Structural variations caused by addition or deletion of a part of chromosome leading to rearrangement of genes is called structural chromosomal aberration. It occurs due to ionizing radiation or chemical compounds. On the basis of breaks and reunion in chromosomes, there are four types of aberrations. They are classified under two groups.

A. Changes in the number of the gene loci

1.     Deletion or Deficiency

2.     Duplication or Repeat

B. Changes in the arrangement of gene loci

3.     Inversion

4.     Translocation

1. Deletion or Deficiency

Loss of a portion of chromosome is called deletion. On the basis of location of breakage on chromosome, it is divided into terminal deletion and intercalary deletion. It occurs due to chemicals, drugs and radiations. It is observed in Drosophila and Maize. (Figure 3.24)

There are two types of deletion:

i.            Terminal deletion: Single break in any one end of the chromosome.

ii.            Intercalary  deletion or interstitial deletion: It is caused by two breaks and reunion of terminal parts leaving the middle.

Both deletions are observable during meiotic pachytene stage and polytene chromosome. The unpaired loop formed in the normal chromosomal part at the time of chromosomal pairing. Such loops are called as deficiency loops and it can be seen in meiotic prophase.
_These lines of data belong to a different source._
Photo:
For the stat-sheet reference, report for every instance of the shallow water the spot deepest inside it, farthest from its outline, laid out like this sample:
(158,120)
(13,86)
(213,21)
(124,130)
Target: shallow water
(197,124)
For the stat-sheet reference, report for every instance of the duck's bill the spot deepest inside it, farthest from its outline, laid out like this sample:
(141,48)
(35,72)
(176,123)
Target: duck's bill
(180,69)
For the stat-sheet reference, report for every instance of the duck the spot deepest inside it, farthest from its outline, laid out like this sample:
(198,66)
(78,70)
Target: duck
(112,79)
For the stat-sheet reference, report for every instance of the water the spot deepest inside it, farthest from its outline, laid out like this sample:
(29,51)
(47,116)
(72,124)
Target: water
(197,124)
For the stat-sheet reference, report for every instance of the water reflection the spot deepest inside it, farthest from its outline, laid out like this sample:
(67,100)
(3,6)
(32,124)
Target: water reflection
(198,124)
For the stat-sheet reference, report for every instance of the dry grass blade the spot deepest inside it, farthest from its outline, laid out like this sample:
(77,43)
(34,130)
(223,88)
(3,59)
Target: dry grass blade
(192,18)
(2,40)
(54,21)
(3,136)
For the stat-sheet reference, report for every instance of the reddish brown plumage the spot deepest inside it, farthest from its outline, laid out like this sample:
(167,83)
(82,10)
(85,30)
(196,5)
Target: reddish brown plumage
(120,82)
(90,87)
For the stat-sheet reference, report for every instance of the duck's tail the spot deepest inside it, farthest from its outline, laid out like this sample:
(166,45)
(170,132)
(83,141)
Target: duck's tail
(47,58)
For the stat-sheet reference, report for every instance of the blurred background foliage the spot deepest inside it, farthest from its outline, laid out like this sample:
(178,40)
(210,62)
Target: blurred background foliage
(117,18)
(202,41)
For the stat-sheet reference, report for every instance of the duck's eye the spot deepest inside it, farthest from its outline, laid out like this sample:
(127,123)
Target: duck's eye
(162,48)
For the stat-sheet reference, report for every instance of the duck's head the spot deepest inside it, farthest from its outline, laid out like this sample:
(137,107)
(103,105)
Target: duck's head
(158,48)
Larger deletions may lead to lethal effect.

2. Duplication or Repeat

The process of arrangement of the same order of genes repeated more than once in the same chromosome is known as duplication. 
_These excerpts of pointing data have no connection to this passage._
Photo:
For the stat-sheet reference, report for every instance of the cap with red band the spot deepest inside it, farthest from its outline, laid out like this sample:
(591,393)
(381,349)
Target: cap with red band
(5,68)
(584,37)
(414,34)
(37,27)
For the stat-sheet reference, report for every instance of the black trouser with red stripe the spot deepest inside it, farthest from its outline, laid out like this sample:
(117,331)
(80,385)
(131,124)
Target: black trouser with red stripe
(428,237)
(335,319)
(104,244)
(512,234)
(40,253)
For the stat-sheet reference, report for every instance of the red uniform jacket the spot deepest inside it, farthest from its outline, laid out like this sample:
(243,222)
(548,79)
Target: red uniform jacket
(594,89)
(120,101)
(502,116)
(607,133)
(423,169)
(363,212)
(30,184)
Due to duplication some genes are present in more than two copies. It was first reported in Drosophila by Bridges (1919) and other examples are Maize and Pea. It is three types.

i. Tandem duplication

The duplicated segment is located immediately after the normal segment of the chromosome in the same order.
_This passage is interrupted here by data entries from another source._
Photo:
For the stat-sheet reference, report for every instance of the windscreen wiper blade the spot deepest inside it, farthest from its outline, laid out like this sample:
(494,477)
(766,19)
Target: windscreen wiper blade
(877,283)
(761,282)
ii. Reverse tandem duplication

The duplicated segment is located immediately after the normal segment but the gene sequence order will be reversed.

iii. Displaced duplication

The duplicated segment is located in the same chromosome, but away from the normal segment. (Figure 3.25)


Duplications play a major role in evolution.

3. Inversion

A rearrangement of order of genes in a chromosome by reversed by an angle 1800. This involve two chromosomal breaks and reunion. During this process there is neither gain nor loss but the gene sequences is rearranged. Inversion was first reported in Drosophila by Sturtevant (1926). There are two types of inversion, paracentric and pericentric (Figure 3.26).


i. Paracentric inversion: An inversion which takes place apart from the centromere

ii. Pericentric inversion: An inversion that includes the centromere.

Inversions lead to evolution of a new species.

4. Translocation

The transfer of a segment of chromosome to a non-homologous chromosome is called translocation. Translocation should not be confused with crossing over, in which an exchange of genetic material between homologous chromosome takes place. Translocation occurs as a result of interchange of chromosome segments in non-homologous chromosomes. There are three types

i. Simple translocation

ii.            Shift translocation

iii.            Reciprocal translocation

i. Simple translocation

A single break is made in only one chromosome. The broken segment gets attached to one end of a non-homologous chromosome. It occurs very rarly in nature.

ii. Shift translocation

Broken segment of one chromosome gets inserted interstitially in a non-homologous chromosome.

iii. Reciprocal translocations

It involves mutual exchange of chromosomal segments between two non-homologous chromosomes. It is also called illegitimate crossing over. It is further divided into two types (Figure 3.27).


a.  Homozygous translocation: Both the chromosomes of two pairs are involved in translocation. Two homologous of each translocated chromosomes are identical.

b.  Heterozygous translocation: Only one of the chromosome from each pair of two homologous are involved in translocation, while the remaining chromosome is normal.

Translocations play a major role in the formation of species.